Redactada íntegramente en latín bajo el título de "Magna Carta Libertatum", nunca fue firmada por el rey Juan I pues en la Edad Media los monarcas utilizaban el llamado "gran sello del reino" para dar validez a los documentos oficiales.

A pesar de los valores defendidos, la Carta Magna fue pensada en su día como tratado de paz para poner fin a las rivalidades entre el rey Juan I y un grupo rebelde de nobles por problemas de deudas.

La carta fue redactada originalmente por el arzobispo de Canterbury para conseguir la paz entre las dos partes y establecía la protección de los nobles del encarcelamiento ilegal y dejaba claro que a nadie se le podía denegar justicia.

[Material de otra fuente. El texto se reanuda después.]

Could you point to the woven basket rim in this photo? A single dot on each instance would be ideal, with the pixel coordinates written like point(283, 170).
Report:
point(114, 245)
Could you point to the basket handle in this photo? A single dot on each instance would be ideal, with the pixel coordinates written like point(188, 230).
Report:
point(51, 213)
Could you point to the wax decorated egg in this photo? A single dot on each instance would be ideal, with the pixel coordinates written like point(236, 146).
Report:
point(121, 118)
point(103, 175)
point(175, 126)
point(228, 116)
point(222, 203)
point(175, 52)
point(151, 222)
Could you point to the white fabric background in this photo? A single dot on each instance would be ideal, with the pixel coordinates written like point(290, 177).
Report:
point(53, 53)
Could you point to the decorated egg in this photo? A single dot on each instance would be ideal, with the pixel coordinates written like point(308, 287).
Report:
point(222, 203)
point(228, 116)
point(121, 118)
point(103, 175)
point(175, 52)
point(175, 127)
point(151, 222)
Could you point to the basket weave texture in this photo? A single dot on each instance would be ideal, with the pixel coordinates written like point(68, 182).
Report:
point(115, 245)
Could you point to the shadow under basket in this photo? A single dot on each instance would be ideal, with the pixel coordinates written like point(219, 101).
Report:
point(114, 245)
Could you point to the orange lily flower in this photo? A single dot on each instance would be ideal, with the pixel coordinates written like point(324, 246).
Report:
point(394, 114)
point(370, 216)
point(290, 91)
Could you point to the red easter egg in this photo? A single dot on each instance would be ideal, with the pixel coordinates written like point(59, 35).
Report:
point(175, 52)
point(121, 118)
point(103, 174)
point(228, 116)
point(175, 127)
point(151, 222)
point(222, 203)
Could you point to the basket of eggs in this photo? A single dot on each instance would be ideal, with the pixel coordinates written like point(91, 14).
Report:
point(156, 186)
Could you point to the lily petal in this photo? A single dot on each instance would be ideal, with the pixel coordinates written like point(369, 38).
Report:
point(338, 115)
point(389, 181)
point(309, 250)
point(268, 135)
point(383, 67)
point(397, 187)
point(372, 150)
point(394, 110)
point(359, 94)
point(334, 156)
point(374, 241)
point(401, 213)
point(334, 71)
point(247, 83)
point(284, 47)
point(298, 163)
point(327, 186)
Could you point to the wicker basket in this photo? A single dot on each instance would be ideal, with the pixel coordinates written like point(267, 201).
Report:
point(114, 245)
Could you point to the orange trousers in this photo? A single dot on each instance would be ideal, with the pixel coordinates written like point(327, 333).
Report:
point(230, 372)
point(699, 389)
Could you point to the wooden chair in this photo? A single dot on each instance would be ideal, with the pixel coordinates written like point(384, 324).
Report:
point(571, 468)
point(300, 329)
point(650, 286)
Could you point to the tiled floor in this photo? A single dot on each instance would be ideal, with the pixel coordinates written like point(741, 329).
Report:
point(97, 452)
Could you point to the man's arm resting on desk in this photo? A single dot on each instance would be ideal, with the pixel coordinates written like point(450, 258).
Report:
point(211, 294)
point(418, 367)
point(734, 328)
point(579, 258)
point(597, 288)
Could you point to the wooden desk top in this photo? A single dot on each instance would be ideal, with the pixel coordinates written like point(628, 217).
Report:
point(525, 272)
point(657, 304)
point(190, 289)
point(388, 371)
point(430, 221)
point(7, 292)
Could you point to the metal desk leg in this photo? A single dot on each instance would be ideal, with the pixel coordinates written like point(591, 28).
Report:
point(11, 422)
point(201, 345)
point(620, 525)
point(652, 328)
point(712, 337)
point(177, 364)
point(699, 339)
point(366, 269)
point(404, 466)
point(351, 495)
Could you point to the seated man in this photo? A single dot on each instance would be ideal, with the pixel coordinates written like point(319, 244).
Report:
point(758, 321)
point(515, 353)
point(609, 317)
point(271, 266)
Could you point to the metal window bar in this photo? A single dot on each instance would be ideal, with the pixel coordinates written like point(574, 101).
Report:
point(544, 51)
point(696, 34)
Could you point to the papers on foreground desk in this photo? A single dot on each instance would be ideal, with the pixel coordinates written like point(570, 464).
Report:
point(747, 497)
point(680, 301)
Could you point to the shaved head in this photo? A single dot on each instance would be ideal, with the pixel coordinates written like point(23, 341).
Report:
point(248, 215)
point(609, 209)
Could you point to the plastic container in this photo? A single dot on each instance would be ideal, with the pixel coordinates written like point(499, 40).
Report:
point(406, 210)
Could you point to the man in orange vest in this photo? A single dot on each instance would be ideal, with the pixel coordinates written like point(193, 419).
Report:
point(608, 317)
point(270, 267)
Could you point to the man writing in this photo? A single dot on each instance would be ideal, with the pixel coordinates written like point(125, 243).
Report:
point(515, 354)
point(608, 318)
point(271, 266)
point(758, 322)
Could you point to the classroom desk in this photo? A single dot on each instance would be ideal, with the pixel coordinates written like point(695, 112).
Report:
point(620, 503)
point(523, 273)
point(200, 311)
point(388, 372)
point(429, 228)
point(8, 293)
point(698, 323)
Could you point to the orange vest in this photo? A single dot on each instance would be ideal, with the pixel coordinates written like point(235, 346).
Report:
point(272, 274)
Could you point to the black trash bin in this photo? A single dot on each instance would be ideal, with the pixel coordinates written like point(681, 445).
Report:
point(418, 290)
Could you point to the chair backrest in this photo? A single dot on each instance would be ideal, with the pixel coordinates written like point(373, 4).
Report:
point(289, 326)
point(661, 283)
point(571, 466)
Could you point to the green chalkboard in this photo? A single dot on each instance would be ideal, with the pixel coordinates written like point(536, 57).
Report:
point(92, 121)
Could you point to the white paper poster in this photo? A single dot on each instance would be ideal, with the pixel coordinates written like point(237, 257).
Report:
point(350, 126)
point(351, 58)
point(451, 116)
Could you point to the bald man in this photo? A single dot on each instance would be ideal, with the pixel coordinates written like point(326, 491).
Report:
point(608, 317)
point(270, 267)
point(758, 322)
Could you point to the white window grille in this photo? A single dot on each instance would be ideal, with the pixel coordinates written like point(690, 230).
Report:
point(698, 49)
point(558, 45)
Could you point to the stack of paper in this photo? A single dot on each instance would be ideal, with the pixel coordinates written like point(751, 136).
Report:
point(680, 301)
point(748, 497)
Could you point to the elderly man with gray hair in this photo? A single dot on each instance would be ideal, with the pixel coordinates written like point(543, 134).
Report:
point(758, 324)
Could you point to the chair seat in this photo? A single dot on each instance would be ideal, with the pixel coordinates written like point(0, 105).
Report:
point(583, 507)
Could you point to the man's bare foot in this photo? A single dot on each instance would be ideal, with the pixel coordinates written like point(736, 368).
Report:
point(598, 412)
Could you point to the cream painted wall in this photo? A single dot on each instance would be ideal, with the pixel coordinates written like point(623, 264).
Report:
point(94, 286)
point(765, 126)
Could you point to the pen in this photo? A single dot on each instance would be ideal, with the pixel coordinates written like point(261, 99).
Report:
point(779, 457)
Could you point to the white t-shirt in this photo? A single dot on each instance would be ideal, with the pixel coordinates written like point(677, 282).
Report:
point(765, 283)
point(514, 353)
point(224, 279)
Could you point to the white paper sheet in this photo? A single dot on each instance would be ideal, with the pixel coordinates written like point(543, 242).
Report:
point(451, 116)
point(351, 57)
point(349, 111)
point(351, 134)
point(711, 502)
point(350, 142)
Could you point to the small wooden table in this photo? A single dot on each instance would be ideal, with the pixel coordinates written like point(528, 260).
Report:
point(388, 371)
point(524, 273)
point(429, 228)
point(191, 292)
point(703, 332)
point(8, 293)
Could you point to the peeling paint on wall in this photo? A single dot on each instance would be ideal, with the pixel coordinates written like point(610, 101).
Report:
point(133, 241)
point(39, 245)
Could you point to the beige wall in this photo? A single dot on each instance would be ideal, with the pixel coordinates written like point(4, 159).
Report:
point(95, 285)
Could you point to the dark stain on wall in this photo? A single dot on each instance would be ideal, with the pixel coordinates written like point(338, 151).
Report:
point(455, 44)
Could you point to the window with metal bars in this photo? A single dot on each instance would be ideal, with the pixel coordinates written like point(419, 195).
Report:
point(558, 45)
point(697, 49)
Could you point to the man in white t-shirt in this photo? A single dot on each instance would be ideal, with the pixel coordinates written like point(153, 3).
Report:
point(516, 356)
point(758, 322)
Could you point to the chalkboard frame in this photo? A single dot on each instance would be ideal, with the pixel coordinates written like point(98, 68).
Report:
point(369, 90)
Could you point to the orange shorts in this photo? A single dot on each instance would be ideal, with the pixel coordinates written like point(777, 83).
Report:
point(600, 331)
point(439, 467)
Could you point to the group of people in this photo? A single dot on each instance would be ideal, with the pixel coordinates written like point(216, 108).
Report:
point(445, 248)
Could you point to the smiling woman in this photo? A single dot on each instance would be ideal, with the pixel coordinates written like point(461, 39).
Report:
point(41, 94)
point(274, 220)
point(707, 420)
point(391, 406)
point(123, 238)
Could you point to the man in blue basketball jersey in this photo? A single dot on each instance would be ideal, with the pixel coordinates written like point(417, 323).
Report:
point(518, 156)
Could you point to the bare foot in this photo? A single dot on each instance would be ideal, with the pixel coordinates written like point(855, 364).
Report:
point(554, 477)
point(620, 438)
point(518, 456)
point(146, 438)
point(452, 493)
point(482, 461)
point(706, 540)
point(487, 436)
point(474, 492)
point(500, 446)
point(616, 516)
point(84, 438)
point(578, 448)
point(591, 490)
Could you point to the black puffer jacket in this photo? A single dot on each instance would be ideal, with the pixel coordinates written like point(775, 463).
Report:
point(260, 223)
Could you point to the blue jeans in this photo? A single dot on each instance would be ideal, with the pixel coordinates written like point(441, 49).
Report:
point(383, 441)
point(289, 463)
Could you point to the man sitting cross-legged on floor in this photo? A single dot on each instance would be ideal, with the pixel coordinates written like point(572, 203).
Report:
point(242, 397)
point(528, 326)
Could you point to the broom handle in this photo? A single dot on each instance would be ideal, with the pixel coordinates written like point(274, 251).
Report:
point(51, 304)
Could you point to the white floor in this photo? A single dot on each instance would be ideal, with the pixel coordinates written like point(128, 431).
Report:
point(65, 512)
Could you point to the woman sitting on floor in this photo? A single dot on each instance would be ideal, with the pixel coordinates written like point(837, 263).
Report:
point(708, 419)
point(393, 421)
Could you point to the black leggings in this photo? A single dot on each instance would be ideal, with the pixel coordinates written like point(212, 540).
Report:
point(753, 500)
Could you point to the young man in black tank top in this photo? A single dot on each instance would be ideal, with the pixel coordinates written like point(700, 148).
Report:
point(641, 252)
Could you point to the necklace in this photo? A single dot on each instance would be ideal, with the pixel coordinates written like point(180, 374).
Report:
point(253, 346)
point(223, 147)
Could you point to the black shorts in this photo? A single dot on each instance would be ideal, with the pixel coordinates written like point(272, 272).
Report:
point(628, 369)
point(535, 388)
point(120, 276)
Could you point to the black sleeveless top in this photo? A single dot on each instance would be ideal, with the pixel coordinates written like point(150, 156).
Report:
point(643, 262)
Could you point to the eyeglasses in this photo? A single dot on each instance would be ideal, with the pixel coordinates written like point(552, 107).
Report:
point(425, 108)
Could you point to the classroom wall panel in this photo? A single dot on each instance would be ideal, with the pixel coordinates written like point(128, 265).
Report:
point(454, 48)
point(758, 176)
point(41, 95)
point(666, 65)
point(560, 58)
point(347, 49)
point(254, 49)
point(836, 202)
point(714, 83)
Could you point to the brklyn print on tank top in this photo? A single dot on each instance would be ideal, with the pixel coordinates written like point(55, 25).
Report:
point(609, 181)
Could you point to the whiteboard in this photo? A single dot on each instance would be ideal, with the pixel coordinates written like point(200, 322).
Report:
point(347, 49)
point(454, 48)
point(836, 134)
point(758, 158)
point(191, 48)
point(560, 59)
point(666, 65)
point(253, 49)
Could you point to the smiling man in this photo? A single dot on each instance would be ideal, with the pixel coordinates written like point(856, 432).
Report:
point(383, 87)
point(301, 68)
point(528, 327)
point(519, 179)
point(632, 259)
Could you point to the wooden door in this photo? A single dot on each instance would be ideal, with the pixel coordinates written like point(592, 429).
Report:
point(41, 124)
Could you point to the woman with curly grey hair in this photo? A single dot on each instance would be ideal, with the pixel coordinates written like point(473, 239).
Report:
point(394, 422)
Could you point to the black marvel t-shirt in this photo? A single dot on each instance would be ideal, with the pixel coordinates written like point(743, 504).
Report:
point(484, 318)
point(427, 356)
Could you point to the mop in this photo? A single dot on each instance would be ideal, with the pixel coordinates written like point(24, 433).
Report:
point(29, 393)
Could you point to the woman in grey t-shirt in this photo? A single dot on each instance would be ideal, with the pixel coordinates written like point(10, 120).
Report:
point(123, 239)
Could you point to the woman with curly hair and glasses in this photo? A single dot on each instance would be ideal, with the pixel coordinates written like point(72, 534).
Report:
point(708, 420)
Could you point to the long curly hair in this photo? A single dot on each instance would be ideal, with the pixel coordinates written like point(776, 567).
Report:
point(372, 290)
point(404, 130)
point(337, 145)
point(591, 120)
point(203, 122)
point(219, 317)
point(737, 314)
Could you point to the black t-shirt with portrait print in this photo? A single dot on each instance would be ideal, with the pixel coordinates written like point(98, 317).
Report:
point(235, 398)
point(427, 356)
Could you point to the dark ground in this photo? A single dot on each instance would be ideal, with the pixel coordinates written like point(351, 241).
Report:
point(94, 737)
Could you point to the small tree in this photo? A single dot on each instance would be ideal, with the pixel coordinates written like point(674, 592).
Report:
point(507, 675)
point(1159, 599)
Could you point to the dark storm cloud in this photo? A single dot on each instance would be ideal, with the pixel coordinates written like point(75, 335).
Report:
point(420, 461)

Tras dar su visto bueno, Juan I envió copias del documento a todo su reino, por lo que los historiadores no están seguros de cuántas copias fueron emitidas, aunque se sabe que al menos fueron trece.

Actualmente, cuatro copias han sobrevivido. Dos están en las catedrales inglesas de Lincoln y Salisbury y dos en la Biblioteca británica, en Londres.

Aunque al principio aceptó la carta, Juan I mostró poco después su inquietud por los términos que limitaban su poder, por lo que le pidió al papa Inocencio III que anulara el texto.

El Pontífice (1161-1226) llegó a calificar el documento como "ilegal, injusto, perjudicial para los derechos reales y vergonzoso para la población inglesa", por lo que la dio por anulada.

Sin embargo, en 1225, el hijo del rey Juan I, Enrique III (1207-1272), emitió una nueva versión y años después, en 1297, Eduardo I (1239-1307) la incorporó a la legislación inglesa.

La carta original está compuesta por 63 cláusulas, pero muchas fueron nuevamente redactadas o eliminadas en la versión de 1225.

Actualmente, la Carta Magna es un documento icónico, símbolo de la libertad del individuo y el derecho a un juicio justo.

"Ningún hombre libre será retenido o encarcelado, o despojado de sus derechos o posesiones, o declarado ilegal o exiliado (...) A nadie se le denegará o retrasará el derecho o la justicia", dice la Carta Magna en una de sus famosas cláusulas.